The problem is that the same path can be written in a dizzying number of ways, and the operating system treats them all as identical when it finally opens the file. A filter that only recognises one spelling misses the others. Attackers exploit this with encoding, which means representing characters in an alternative form that the web server decodes back to the original before use:

Plain:              ../
URL encoded:        %2e%2e%2f          (%2e is a dot, %2f is a slash)
Double encoded:     %252e%252e%252f    (encode the % as well, decoded twice)
Backslash variant:  ..\  or  ..%5c
Mixed and nested:   ....//             (a naive strip of "../" leaves "../" behind)

That last one is sneaky. If a filter removes the literal ../ once and does not repeat the pass, the input ....// has its inner ../ removed and collapses down to a fresh ../, right past the guard. Chasing every encoding and every trick is exactly the same losing treadmill as blocklisting metacharacters in command injection. You will always miss one.

Blocking it

The reliable defences work on the resolved path, not on spotting bad input. The key word is resolve. To resolve, or canonicalise, a path means to work out the single true location it actually points to after all the dots, slashes, and encodings have been applied, exactly as the operating system would. Once you have that final, honest answer, checking it is easy:

  1. Resolve, then check the boundary. Turn the requested path into its full canonical form, the real destination, then confirm it still sits inside the intended base directory. If it does not, reject the request outright. This single check defeats ../, every encoding trick, mixed styles, and everything in between, because it does not care how the path was written. It only cares where it ends up.

  2. Avoid using user input as a path at all. Where you can, do not let the user name a file directly. Instead, map their request to a file through an allowlist of permitted names, or through an internal identifier like a number that you look up in a table. The user says "give me document 42", and your code decides which file that means. The user never supplies a raw path, so there is no path to poison.

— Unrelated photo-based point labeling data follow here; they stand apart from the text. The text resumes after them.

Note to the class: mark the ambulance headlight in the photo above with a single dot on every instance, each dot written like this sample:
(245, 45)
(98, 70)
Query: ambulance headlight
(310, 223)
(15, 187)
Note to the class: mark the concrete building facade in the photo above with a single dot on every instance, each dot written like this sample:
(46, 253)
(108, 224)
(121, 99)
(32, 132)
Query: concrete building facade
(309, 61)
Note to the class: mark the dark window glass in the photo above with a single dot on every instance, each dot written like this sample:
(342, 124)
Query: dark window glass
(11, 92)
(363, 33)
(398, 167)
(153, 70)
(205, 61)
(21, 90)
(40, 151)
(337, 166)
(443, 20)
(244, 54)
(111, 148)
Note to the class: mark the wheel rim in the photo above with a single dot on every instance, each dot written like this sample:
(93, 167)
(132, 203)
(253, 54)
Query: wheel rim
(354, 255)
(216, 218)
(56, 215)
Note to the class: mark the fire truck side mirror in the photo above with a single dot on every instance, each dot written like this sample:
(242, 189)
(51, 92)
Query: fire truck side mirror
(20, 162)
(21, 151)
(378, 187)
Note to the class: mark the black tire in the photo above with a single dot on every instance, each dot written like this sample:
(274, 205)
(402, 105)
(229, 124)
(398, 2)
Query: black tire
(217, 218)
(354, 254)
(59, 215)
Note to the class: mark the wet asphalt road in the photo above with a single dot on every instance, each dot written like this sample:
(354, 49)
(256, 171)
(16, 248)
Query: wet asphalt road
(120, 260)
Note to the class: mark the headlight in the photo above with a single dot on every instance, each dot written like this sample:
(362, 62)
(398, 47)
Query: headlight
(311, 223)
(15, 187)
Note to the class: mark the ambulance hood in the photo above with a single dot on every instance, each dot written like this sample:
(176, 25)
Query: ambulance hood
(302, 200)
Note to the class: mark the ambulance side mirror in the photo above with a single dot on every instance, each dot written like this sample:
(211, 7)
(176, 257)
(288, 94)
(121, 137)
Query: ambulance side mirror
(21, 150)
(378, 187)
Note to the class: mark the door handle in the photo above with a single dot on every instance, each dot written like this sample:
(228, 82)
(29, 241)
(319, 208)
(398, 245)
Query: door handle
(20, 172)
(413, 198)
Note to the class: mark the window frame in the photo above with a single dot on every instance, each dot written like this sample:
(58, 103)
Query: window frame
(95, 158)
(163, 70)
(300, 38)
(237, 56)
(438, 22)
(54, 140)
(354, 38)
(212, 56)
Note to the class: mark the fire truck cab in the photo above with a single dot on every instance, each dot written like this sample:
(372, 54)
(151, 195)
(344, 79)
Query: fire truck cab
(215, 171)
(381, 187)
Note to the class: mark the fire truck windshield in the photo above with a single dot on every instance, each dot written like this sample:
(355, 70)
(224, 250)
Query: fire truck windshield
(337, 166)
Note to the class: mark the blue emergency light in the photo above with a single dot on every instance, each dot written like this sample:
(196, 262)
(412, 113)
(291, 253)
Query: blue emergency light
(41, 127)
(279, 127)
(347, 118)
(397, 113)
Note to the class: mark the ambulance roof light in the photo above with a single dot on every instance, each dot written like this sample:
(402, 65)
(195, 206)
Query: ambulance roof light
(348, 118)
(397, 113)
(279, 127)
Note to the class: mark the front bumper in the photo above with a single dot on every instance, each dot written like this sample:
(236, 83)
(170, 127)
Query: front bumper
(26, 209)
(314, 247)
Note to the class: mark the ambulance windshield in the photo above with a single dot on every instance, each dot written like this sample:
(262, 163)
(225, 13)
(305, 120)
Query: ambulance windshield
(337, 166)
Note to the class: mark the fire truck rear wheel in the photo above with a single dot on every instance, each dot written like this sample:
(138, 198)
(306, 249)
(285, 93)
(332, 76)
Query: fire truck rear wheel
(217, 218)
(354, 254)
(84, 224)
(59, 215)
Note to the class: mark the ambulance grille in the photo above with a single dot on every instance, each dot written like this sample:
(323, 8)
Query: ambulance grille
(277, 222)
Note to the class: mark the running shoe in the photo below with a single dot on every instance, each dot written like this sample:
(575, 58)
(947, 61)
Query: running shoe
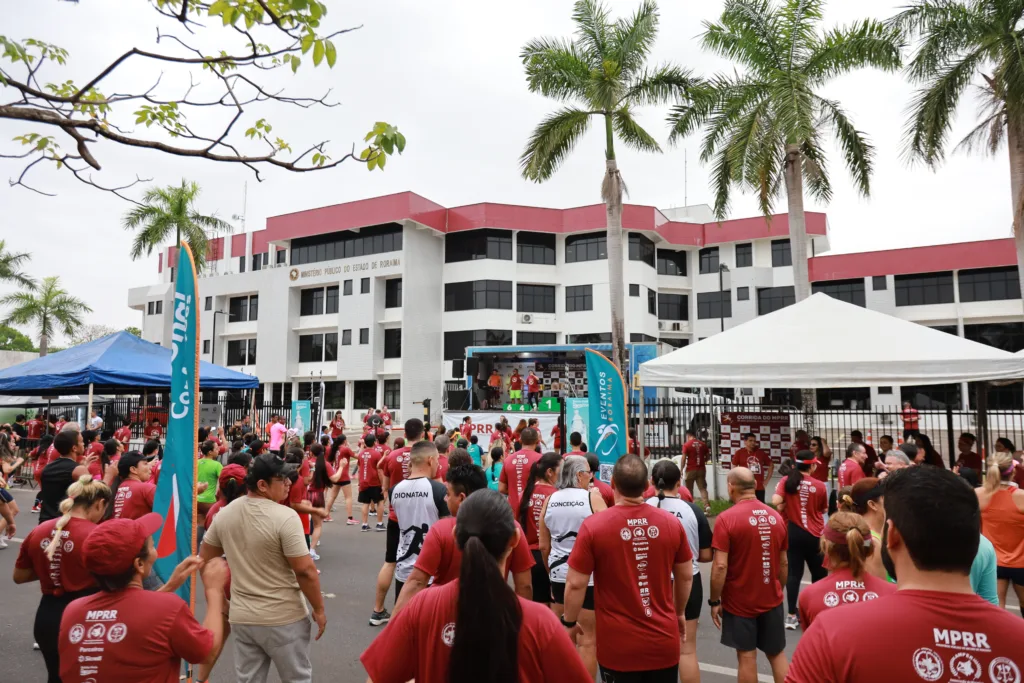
(381, 617)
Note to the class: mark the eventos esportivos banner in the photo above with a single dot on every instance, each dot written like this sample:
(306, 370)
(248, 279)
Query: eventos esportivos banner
(483, 423)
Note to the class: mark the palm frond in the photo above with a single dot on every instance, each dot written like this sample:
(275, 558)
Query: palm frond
(551, 141)
(632, 133)
(556, 68)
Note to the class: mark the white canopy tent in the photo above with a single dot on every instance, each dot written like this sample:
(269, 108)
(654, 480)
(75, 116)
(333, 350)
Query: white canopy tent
(821, 343)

  3. Sandbox and least privilege. Run the application with access only to the directory it actually needs. Least privilege means granting each component just the access required to do its job and nothing more. If the process simply cannot see the rest of the file system, then even a successful traversal has nowhere to go. This is your safety net for when the checks above are somehow bypassed.

Safe pattern:
  base = "/var/www/files/"
  full = canonicalise(base + input)      # resolve to the real, final location
  if not full.startsWith(base): reject   # is it still inside the allowed folder?

Canonicalise first, always check second

The order matters. You must resolve the path to its final form before you compare it against the allowed folder. Checking the raw input first and resolving later leaves a gap where an encoded or dotted path passes the check but resolves somewhere else. Resolve, then check, then open. Never open a path you have not confirmed lands inside the boundary.

Watch for symbolic links

Even a path that sits neatly inside your base folder can betray you if that folder contains a symbolic link, a special file that acts as a signpost pointing to another location elsewhere on the disk. A canonical path check that follows links will catch this, which is another reason to resolve to the true final location rather than trusting the text of the path.

The takeaway

Directory traversal lets an attacker use ../ to climb out of the folder an application meant to confine them to, reading configuration, secrets, and source code, and sometimes writing files or reaching code execution. Filtering for bad strings does not work, because the same path can be written countless ways through encoding and nesting, and you will always miss one. The dependable fix is to resolve the path to its true final location and confirm it still lives inside the intended directory, ideally avoiding raw user supplied paths altogether by mapping requests through allowlists or internal identifiers. Back it up with least privilege so a slip cannot reach the wider system. It is the file system member of the same family as command injection: untrusted input steering an operation it should never control.